The average wheeling vehicle is taken apart all the time and usually has very limited amounts of petroleum products on them.
Next, it'd take a lot to do any damage. If we're talking a leak that loses a quart of whatever every 3,000 miles we're talking virtually nothing in the grand scheme of things. Mother nature can take care of a lot of such abuse if kept in small amounts. Is a stream going to be happy if 1,000 vehicles dripping a quart every 3,000 miles crosses it in one day? Nah. Is it going to survive thirty or forty vehicles with only half a dozen vehicles leaking anything? You betcha. It'll never know. The clown upstream that dumps his sewage or his laundry water next to the stream is causing far more pollution than you can imagine.
The streams are more polluted by the storm drains on our very own roads. Tractor-trailers alone create more pollution than the cars that traverse the same roads. And I'm only talking about non-air pollution.
If you ever noticed, you'll see that if it hasn't rained for 3-4 days and then it rains the road is VERY slippery for about the first half an hour. That's from pollution that just falls off vehicles.

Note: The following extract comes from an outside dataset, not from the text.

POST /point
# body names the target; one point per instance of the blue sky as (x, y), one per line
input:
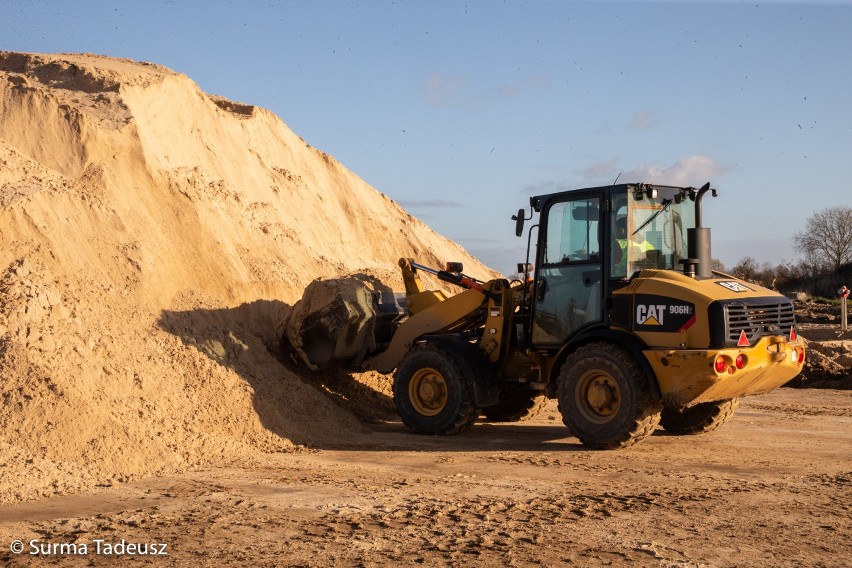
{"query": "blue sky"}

If you want to talk about trail use, that's a whole new can of worms. Do offroaders tear up the land? Yeah. Does it make that much of an impact? Nope. There is virtually no difference between a 10 mile ORV trail and a 10 mile hiking trail. While the ORV people have a habit of making a mess of the ground the hikers do as well. Hikers like to tear the crap out of foliage over broad areas. They have a habit of packing out more than they pack in no matter what anyone says. The only difference is you see two ruts going through the woods instead of 3-4 footpaths.
Keep in mind that there are assholes in all forms of recreation. There will always be people getting blamed for other people's stupidity.
I suggest instead of people pissing and moaning about damage being done that they clean up public forests. Any and all common use of forest lands eventually returns to its natural state. Little impact is done by any form of use (whether on a bike, on a horse, or in a truck) in the grand scheme of things. However, trash and other solids are a real problem.
I don't see any Envirotards or bicycling or any other kind of non-hunting non-offroading club on Michigan's Adopt-a-Forest website.